Schools, cities, chambers oppose
As a nod to those concerns, Democrats included language in the bill to ensure school districts can deduct any unemployment payments to striking workers from their overall pay. Even so, school districts opposed the bill.
“Strikes undoubtedly add pressure to the bargaining process,” Stacy Michaelson, a lobbyist for the Oregon School Boards Association, wrote in testimony. “In the context of schools, they also cause disrupted and/or lost learning time. We believe that anything that increases the odds of a strike is not in the best interest of students.”
Lobbyists for Oregon cities say the bill will hike costs when public employees go on strike and cities are forced to hire temporary workers.
As they had in the Senate, House Republicans offered a counterproposal they urged Democrats to accept. A so-called minority report introduced on the floor Wednesday would have set a six-week cap on benefits for striking workers — the limit set in Washington’s law. Payments under SB 916 max out at 26 weeks for striking workers, the same as for all others receiving benefits.
Rep. Lucetta Elmer, R-McMinnville, argued the GOP proposal would ensure businesses didn’t relocate to Washington because of the policy.
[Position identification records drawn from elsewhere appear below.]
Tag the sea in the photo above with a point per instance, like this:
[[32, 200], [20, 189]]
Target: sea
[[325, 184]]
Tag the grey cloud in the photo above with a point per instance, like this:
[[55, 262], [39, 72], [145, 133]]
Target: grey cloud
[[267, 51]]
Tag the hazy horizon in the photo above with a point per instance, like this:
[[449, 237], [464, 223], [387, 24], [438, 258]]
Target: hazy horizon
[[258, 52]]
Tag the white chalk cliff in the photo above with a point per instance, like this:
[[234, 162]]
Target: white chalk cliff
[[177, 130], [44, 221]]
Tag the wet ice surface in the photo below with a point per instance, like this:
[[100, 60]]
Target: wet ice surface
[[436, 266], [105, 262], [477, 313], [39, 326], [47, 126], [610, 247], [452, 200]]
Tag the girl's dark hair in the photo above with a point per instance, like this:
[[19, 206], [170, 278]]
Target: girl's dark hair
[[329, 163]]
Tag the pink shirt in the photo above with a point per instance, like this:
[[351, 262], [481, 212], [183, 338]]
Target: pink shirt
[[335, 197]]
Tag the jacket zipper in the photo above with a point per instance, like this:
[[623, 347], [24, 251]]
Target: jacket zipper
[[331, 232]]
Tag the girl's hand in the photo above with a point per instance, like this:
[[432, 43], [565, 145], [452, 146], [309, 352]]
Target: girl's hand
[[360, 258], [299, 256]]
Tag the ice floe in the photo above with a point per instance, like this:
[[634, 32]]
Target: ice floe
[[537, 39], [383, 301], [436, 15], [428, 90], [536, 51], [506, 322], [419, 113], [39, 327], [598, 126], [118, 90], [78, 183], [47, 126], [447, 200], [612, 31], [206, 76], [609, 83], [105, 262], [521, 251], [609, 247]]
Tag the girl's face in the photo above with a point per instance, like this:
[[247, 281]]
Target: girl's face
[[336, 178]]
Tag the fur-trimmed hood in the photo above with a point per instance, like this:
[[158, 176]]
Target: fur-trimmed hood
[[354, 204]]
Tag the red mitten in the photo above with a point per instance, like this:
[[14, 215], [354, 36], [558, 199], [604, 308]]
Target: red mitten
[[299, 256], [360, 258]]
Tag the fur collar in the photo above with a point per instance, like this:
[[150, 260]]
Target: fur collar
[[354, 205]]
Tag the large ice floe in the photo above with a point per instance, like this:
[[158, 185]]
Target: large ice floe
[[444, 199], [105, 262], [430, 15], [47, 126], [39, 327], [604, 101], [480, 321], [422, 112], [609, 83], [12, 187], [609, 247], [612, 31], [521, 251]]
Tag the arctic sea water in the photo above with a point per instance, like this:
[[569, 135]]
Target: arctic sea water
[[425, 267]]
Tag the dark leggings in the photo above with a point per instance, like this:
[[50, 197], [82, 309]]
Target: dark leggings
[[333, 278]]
“Why would we not adopt a common-sense change to at least try to align us with Washington on this policy?” Elmer said. “Do we want to make Oregon even less competitive?”
But Democrats suggested following Washington’s lead wasn’t enough.
“We are primed more than any other state in the nation to pass a model version of this legislation,” said Rep. Dacia Grayber, D-Portland, a chief sponsor of the bill. “We are called on to be leaders and, colleagues, I believe this is leading.”
The GOP counterproposal failed in a 22-33 vote, with one Democrat, Rep. April Dobson of Happy Valley, voting in favor.
The vote, while expected, was immediately met with disdain by detractors and enthusiasm from supporters.
“Oregon’s unemployment insurance system was designed to support people who lose work involuntarily,” Oregon Business & Industry, the state’s largest business lobbying group, said in a statement. “Using taxes paid by employers for this purpose to, instead, subsidize voluntary work stoppages will harm Oregon’s businesses and further erode the state’s appeal for business investment.”
Meanwhile, the Oregon AFL-CIO, a federation of labor unions that proposed the bill, hailed the vote.
“Our mission to build a fair and just economy for all working people hinges on bold, progressive policies like SB 916B,” Oregon AFL-CIO President Graham Trainor said in a statement.
SB 916 saw changes on the House side, including a tweak that caps strike benefits at eight weeks — as opposed to 26 weeks — if the fiscal health of the Unemployment Insurance Trust Fund falls below a certain threshold. Because of those amendments, the bill now heads back to the Senate.